In the absence of hosts for four days after emergence, honey-fed wasps had longest generation time (T) and relatively low intrinsic rate of increase (r) and long doubling time (D_t) due to delayed oviposition. However, these host-deprived and honey-fed adults achieved greatest net reproductive rate (R₀), i.e., produced highest number of daughters, promoting future population growth (Sabbatini Peverieri et al. 2012). These findings suggest that treatment Honey − Host can lead to better and more sustainable control when the pest density is low at the time of release. On the other hand, wasps in treatment Water + Host had the highest r and shortest D_t, the second highest R₀ and relatively short T. Therefore, if we aim to achieve immediate control of the pest when its population density is high, we should feed newly emerged wasps with water for 24 h and then immediately release them into the infested crops. The released wasps can kill more pest individuals within a shorter time period and quickly build up their own population. The life table parameters also provide references for producers to adjust their mass-rearing programs depending on whether they want to yield more parasitoids quickly or to slow production down.

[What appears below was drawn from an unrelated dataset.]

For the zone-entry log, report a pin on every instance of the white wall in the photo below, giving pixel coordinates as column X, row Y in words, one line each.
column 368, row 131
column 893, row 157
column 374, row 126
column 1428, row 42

In conclusion, adult diets can affect survival and reproductive patterns of T. triozae. In the absence of hosts at emergence, wasps feeding on water or yeast diet cannot live for more than two days, which is not long enough for successful shipment. However, adult T. triozae feeding on honey solutions for four days or other diets for one day followed by provision of hosts can survive for about 21 days with similar lifetime pest killing ability. Furthermore, wasps feeding on water for one day before access to hosts have greater intrinsic rate of increase, shorter doubling time, and higher daily fecundity peak while those fed with honey or yeast for one day followed by host feeding for three days flatten their daily oviposition curves. These findings have three implications: (1) honey diet can allow at least four days for successful shipment of host-deprived adults without compromising host-killing ability; (2) releasing host-deprived wasps with one-day water feeding can achieve rapid pest suppression when the pest population density is high, and (3) releasing host-deprived adults with one-day honey or yeast feeding followed by three-day host feeding can increase the establishment success and reduce the risk of massive removal of hosts when the pest population density is low. These implications can be tested under field conditions.